What odd about this ? The United States is very publicly – «God bless America» and all that sort of thing – a religious society, and the notion of not burying the bad guys in hallowed ground is one of the hallmarks of such theocracies. Here the concept of hallowed ground has simply been extended to the whole of the territory of the Commonwealth of Massachusetts, if not of the United States as a whole. It is perhaps instructive to compare the crime Tsarnaev is alleged to have commited – exploding a pressure cooker, thereby killing three people and injuring about 200 others, with other deadly incidents in US history. The US Civil War is thought to have killed some 750000 soldiers and an unspecified number of civilians ; consider the fate of Jefferson Finis Davis, placed in irons for three days after the collapse of the Confederacy, thereafter two years of house arrest together with his family, and then released. He was buried in hallowed ground, then reburied in even more hallowed ground and a statue raised to his memory. No wonder Mr Tsarnaev is denied burial !…
Henri
Not burying a rotting corpse as a form of punishment is in perfect keeping with the kind of society we seem to be becoming.
First, there was the decades long process of repealing the Bill of Rights (only necessary because the commie Warren court put forward the seditious idea that the thing should actually be enforced — the nerve of some people!) Then came the repeal of the Magna Carta (right to basic due process of law.) Then the Treaty of Westphalia (wars based on religion, disregard for national borders and sovereignty.)

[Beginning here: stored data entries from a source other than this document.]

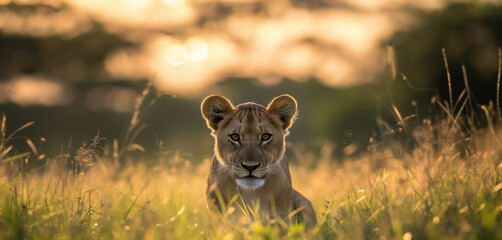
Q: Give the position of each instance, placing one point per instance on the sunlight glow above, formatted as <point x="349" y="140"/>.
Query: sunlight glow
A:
<point x="28" y="90"/>
<point x="204" y="44"/>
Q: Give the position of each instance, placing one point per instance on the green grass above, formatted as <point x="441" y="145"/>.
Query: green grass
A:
<point x="430" y="178"/>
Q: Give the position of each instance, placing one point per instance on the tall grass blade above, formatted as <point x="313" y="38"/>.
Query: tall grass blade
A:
<point x="490" y="125"/>
<point x="498" y="85"/>
<point x="448" y="76"/>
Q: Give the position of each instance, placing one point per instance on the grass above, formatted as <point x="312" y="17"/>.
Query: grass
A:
<point x="424" y="178"/>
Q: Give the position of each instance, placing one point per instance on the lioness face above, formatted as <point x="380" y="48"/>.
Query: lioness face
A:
<point x="250" y="139"/>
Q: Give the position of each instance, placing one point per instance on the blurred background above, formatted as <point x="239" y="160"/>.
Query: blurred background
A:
<point x="76" y="67"/>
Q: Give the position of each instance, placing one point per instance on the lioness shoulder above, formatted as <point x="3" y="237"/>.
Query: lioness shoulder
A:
<point x="249" y="160"/>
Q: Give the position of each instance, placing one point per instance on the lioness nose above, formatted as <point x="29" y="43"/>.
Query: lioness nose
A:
<point x="250" y="166"/>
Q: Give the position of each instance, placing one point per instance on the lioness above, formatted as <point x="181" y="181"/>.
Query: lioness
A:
<point x="249" y="160"/>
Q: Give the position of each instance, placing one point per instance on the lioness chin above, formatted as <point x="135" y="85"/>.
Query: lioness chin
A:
<point x="249" y="160"/>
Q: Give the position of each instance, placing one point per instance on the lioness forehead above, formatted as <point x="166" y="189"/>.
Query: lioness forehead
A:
<point x="250" y="113"/>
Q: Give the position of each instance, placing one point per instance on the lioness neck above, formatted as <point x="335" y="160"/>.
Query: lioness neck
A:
<point x="276" y="190"/>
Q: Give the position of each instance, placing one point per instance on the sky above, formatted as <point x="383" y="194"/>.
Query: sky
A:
<point x="187" y="45"/>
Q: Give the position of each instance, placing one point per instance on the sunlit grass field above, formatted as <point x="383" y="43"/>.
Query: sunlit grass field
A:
<point x="437" y="177"/>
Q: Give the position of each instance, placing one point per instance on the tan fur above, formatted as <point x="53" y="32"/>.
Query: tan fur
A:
<point x="269" y="185"/>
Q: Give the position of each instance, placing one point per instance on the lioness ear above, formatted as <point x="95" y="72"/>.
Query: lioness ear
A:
<point x="284" y="107"/>
<point x="214" y="109"/>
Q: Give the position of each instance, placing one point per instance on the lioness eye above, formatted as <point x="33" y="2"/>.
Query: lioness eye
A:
<point x="265" y="137"/>
<point x="234" y="137"/>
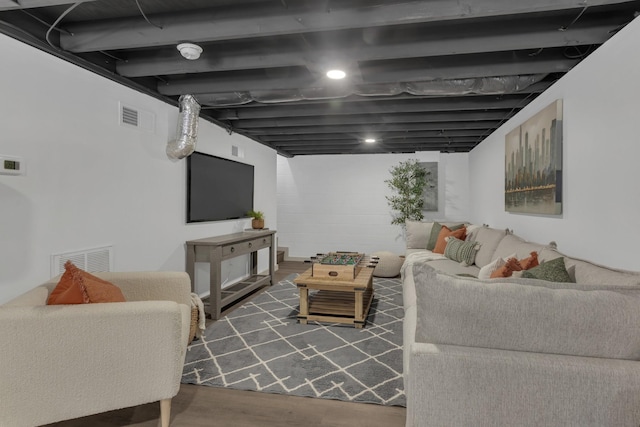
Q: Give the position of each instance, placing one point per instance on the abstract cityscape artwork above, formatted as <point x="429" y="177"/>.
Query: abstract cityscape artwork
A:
<point x="533" y="164"/>
<point x="430" y="193"/>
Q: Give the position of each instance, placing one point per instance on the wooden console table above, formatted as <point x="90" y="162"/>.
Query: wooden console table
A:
<point x="214" y="250"/>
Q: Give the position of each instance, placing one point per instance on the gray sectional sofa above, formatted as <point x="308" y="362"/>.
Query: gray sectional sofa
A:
<point x="518" y="351"/>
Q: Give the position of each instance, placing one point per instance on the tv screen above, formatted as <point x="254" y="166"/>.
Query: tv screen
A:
<point x="217" y="188"/>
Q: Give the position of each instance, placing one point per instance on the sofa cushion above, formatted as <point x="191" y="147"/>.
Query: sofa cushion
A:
<point x="445" y="232"/>
<point x="461" y="251"/>
<point x="454" y="268"/>
<point x="530" y="261"/>
<point x="486" y="271"/>
<point x="510" y="315"/>
<point x="489" y="238"/>
<point x="510" y="266"/>
<point x="515" y="244"/>
<point x="551" y="271"/>
<point x="587" y="272"/>
<point x="418" y="233"/>
<point x="435" y="233"/>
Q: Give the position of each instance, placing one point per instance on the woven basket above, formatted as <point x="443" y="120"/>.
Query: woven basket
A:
<point x="194" y="323"/>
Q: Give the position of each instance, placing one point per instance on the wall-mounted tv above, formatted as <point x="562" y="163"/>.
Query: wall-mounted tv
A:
<point x="217" y="188"/>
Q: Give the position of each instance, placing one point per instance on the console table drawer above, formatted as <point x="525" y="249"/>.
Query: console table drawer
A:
<point x="246" y="247"/>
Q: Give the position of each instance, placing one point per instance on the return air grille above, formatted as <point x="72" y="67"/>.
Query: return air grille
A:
<point x="92" y="260"/>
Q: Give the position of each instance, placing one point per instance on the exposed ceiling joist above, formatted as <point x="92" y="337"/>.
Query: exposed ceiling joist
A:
<point x="422" y="75"/>
<point x="238" y="22"/>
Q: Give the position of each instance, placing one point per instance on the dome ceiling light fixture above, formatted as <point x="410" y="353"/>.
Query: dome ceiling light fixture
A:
<point x="190" y="51"/>
<point x="336" y="74"/>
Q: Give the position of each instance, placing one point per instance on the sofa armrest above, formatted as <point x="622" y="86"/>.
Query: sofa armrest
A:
<point x="61" y="362"/>
<point x="453" y="385"/>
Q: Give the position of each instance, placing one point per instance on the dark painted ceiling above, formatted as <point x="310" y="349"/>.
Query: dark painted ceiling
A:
<point x="436" y="75"/>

It’s even getting to where a person needs to be from one of a handful of anointed families to be considered for the office of President, so we’re creeping back towards the age of kings.
It really seems at times like we’re on a course straight for the middle ages. I picked this screen name as a tribute to a mostly forgotten revolutionary leader from that era, not because I thought we would have to fight those wars all over again, but I may have been mistaken.
Leaving the body to rot? That could be the new normal soon. We could be going back to drawing and quartering and heads on pikes all too soon.
OK, that’s a bit pessimistic. I’ll log off and go find something beautiful to enjoy.